Браузе, сидя за столом, чувствует, как в лоб ему изнутри стреляет боль, прямо над стеклянным глазом, в бровь, куда однажды, в какую-то долю секунды, впился металлический осколок. Так бывает всегда, если он разволнуется, или станет в тупик, или обрадуется, так, ударяя в голову, заявляет о себе кровь. И не само появление какой-то графини потрясает его в первый миг, а то, что он до сих пор человек со стороны и узнает об этом лишь сейчас, а не утром или, на худой конец, к обеду или черт его знает когда; ему подсовывают загнивающий труп феодализма, а он ничего не замечает.
В сопровождении Маттфельда поспешает он к домику пастора. Нотзак впускает их и видит, что у Браузе сверкает не только стеклянный глаз.
— Я уже жду вас, господин бургомистр. Заходите, прошу, господин бургомистр.
Чтобы заниматься политикой, требуется выдержка, даже если никаких нервов не хватает, только выдержка, говорит себе Браузе и остается на пороге.
— Говорят, вы храните в церкви труп какого-то постороннего, господин Нотзак. Так ли это?
— К моему собственному удивлению, — говорит пастор. — К моему удивлению, вчера вечером, уже затемно, я спал, к дому подъехала машина, самый настоящий катафалк, доставивший из Люнебурга гроб с телом покойной, к нему были приложены документы, честь по чести, так что формальности, как мне кажется, соблюдены.

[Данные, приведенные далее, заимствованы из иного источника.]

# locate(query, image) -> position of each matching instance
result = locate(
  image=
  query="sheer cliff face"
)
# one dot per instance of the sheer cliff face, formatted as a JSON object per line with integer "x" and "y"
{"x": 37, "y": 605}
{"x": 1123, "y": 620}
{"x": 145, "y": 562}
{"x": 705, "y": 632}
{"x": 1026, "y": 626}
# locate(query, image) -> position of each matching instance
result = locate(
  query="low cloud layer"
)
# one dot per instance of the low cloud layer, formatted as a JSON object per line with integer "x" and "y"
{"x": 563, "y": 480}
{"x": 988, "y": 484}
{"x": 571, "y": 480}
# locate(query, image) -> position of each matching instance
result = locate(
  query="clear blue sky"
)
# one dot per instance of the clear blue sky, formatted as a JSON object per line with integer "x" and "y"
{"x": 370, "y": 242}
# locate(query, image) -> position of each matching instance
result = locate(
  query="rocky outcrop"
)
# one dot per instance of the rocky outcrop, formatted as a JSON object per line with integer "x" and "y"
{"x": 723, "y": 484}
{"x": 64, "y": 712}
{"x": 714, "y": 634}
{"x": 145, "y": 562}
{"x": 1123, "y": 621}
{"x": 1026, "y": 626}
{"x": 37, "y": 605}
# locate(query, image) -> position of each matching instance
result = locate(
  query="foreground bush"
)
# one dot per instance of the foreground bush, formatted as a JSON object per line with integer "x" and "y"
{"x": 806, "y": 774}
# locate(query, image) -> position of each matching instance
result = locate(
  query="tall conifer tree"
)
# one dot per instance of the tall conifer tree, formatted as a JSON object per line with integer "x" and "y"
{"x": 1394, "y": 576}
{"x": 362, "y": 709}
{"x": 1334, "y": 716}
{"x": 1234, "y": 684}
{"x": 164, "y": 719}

— В таком случае покажите-ка документы.
— Пожалуйста, — говорит пастор и уходит за ними в дом. Лишь письмо молодого господина фон Берга, хоть оно его никак не компрометирует, он оставляет себе.
— Идет ли тут речь, — вопрошает Браузе после пристального изучения дат и печатей, — о некогда проживавшей здесь графине Генриетте фон Мольвиц?
— Именно.
— Чтобы исключить недоразумения, о бывшей владелице имения?
— О ней.
— Так, — говорит Браузе. — Тело и все относящиеся к нему документы конфискованы.
— Среди них есть служебное письмо лично мне.
— Это мы проверим. Кстати, вы уже на пенсии.
— Это не имеет значения.
— По-вашему, — говорит Браузе. — А по-моему, все сейчас имеет значение. Каждая мелочь, понятно?
Он прячет бумаги, оставляет пастора на пороге и снова шагает с Маттфельдом, молчуном, по деревенской улице, мимо памятника воинам 1914—1918 годов, мимо кооператива. Вечереет, в окнах вспыхивает свет, сплошная цепь горящих глаз, уставленных на Браузе.
— Не исключено, что это провокация, — говорит Маттфельд.
Браузе кольнуло в бровь: господи, ну и тугодум, что же это еще может быть?
— Нас пытаются ввести в заблуждение, — говорит Маттфельд. — Вполне возможно, что в гробу ничего нет. Или, — добавляет он, выдержав паузу, — там что-то другое.
Сущая чепуха, исключено — на первый взгляд. А на второй? Если и впрямь происходит маловероятное: мартовским вечером текущего года, без предупреждения, за спиной местных властей, к ним в страну проникает прошлое, принявшее, так сказать, личину покойника, хотя товарищи, охраняющие границу, должны обладать достаточным чутьем, чтобы распознавать подобные ухищрения, но и тут, конечно, может иметь место недосмотр. Все же, если это произошло, то почему не допустить и другого, чему нет названия, пока не найдена разгадка?